The definition of “skilled persons” should be expanded to include not only the traditional, professional, technical, managerial and investor categories but also entrepreneurs of all kinds who have some demonstrated skills in the creation and management of either formal or informal enterprises.

It is an illusion to think that tough restrictions on getting into South Africa will help neighbouring countries keep skilled people. If denied the opportunity to move to South Africa when and if they want, many skilled people will leave the continent altogether.

CDE proposes that unskilled migrants should be accepted only from the Southern African Development Community (SADC) countries and, in order to remain in South Africa, must demonstrate that they are able to become self‑supporting, tax­paying, law‑abiding residents. While our proposals are generous, they facilitate control since they provide incentives for people to register with the authorities and “play by the rules”

The CDE approach gives any unskilled migrant from a SADC country six months to prove that they can find or make work to support themselves on condition they provide an address in South Africa. At the end of this period those who succeed in finding or making work must serve a further two‑year probationary period. At the conclusion of the probation migrants are rewarded with permanent work and residence rights and only then access to more than minimal health services.

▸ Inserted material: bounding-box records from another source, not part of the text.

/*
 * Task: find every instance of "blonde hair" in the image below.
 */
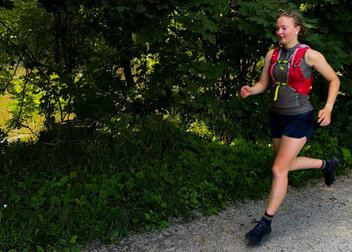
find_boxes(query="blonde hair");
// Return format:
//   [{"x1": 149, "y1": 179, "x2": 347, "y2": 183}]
[{"x1": 276, "y1": 10, "x2": 307, "y2": 39}]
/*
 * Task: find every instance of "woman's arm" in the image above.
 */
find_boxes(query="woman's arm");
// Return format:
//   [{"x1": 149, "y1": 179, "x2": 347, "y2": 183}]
[
  {"x1": 305, "y1": 49, "x2": 340, "y2": 126},
  {"x1": 241, "y1": 50, "x2": 274, "y2": 98}
]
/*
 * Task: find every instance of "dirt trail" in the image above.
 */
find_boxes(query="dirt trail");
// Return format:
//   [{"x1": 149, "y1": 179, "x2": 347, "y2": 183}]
[{"x1": 87, "y1": 175, "x2": 352, "y2": 252}]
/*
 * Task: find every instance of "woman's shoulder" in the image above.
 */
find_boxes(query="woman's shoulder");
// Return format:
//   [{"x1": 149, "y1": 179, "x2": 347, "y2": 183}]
[{"x1": 305, "y1": 48, "x2": 324, "y2": 66}]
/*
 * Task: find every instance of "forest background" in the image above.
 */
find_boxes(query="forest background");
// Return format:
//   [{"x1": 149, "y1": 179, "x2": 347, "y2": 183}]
[{"x1": 0, "y1": 0, "x2": 352, "y2": 251}]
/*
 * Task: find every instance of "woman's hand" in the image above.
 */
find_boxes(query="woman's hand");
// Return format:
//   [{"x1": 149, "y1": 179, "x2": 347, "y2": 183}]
[
  {"x1": 241, "y1": 86, "x2": 253, "y2": 98},
  {"x1": 318, "y1": 107, "x2": 331, "y2": 126}
]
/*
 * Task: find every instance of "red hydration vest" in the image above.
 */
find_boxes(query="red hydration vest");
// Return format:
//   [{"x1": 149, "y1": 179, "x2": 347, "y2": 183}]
[{"x1": 269, "y1": 44, "x2": 313, "y2": 95}]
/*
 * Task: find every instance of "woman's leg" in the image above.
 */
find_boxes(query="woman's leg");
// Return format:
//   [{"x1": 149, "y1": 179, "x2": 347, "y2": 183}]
[
  {"x1": 266, "y1": 135, "x2": 306, "y2": 215},
  {"x1": 272, "y1": 138, "x2": 323, "y2": 171}
]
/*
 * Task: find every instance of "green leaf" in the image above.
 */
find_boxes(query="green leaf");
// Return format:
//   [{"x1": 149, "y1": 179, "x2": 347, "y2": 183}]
[
  {"x1": 37, "y1": 246, "x2": 45, "y2": 252},
  {"x1": 70, "y1": 235, "x2": 77, "y2": 244},
  {"x1": 341, "y1": 148, "x2": 351, "y2": 158},
  {"x1": 136, "y1": 4, "x2": 147, "y2": 13}
]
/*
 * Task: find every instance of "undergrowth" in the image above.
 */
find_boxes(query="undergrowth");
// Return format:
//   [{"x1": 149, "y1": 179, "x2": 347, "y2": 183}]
[{"x1": 0, "y1": 113, "x2": 351, "y2": 251}]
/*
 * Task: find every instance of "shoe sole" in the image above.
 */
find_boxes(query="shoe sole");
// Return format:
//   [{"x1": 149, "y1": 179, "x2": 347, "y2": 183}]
[
  {"x1": 324, "y1": 157, "x2": 340, "y2": 186},
  {"x1": 246, "y1": 230, "x2": 271, "y2": 246}
]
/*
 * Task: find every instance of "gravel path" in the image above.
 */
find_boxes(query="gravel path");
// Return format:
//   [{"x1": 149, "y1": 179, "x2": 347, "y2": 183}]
[{"x1": 86, "y1": 175, "x2": 352, "y2": 252}]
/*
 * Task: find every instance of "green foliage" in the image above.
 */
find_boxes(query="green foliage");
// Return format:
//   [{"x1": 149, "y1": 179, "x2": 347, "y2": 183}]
[
  {"x1": 0, "y1": 0, "x2": 352, "y2": 251},
  {"x1": 0, "y1": 114, "x2": 350, "y2": 251}
]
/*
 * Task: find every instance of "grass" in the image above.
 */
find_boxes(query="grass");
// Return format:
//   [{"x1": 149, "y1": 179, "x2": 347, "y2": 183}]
[{"x1": 0, "y1": 116, "x2": 342, "y2": 251}]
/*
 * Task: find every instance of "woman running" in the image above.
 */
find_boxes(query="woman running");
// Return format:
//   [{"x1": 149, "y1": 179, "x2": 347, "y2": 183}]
[{"x1": 241, "y1": 10, "x2": 340, "y2": 245}]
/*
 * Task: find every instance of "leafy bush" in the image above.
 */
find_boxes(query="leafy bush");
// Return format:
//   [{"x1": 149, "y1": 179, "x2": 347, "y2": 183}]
[{"x1": 0, "y1": 115, "x2": 350, "y2": 250}]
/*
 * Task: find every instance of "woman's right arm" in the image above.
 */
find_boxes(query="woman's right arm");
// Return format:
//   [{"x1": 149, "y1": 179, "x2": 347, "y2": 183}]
[{"x1": 241, "y1": 50, "x2": 274, "y2": 98}]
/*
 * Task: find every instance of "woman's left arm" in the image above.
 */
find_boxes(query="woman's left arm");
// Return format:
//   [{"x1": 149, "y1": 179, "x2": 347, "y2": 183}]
[{"x1": 305, "y1": 49, "x2": 340, "y2": 126}]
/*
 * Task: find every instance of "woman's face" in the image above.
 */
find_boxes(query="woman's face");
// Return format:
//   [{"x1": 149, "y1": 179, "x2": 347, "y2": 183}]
[{"x1": 276, "y1": 16, "x2": 301, "y2": 46}]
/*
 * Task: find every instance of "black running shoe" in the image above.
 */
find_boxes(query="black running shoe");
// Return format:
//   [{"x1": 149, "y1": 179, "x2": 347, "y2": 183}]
[
  {"x1": 246, "y1": 220, "x2": 271, "y2": 245},
  {"x1": 323, "y1": 158, "x2": 340, "y2": 186}
]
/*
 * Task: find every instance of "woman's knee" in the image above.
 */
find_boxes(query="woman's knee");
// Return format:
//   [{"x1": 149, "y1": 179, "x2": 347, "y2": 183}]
[{"x1": 272, "y1": 164, "x2": 289, "y2": 179}]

Access to on‑off lump sum subsidies (housing, land, infrastructure) should be restricted to migrants who fully commit to SA by acquiring citizenship ‑ accessible only after an additional three‑year period of successful work and law-­abiding residence.

CDE’s approach has two significant advantages: it offers positive incentives for migrants to follow legal channels and operate within the laws of the land; and the system of control within the country can focus mainly on individuals with names and addresses rather than a mass of nameless, faceless “illegals” whose existence and scale can only be guessed at.

Under the proposed system it will be easier to track down defaulters who fail to report back as required ‑ a very different approach from unacceptable mass “pass raids”.

 

Administrative capacity

Does South Africa have the administrative capacity to implement even CDE’s modest approach to migration policy?

An upgrading of information systems and monitoring procedures is necessary, but the scope of the problem will be hugely reduced.

The proposed policy builds on international experience as well as on South Africa’s own experience. We believe it is in the country’s best interest, and that it is a policy which South Africa has the capacity to implement.

A policy like this is probably the governments only chance of regaining control of the migration process.

This article by Ann Bernstein, Lawrence Schlemmer and Charles Simkins  is based on the CDE publications ‘People on the move: Lessons from international migration policies’; and ‘People on the move: A new approach to cross-border migration in South Africa’ (June 1997).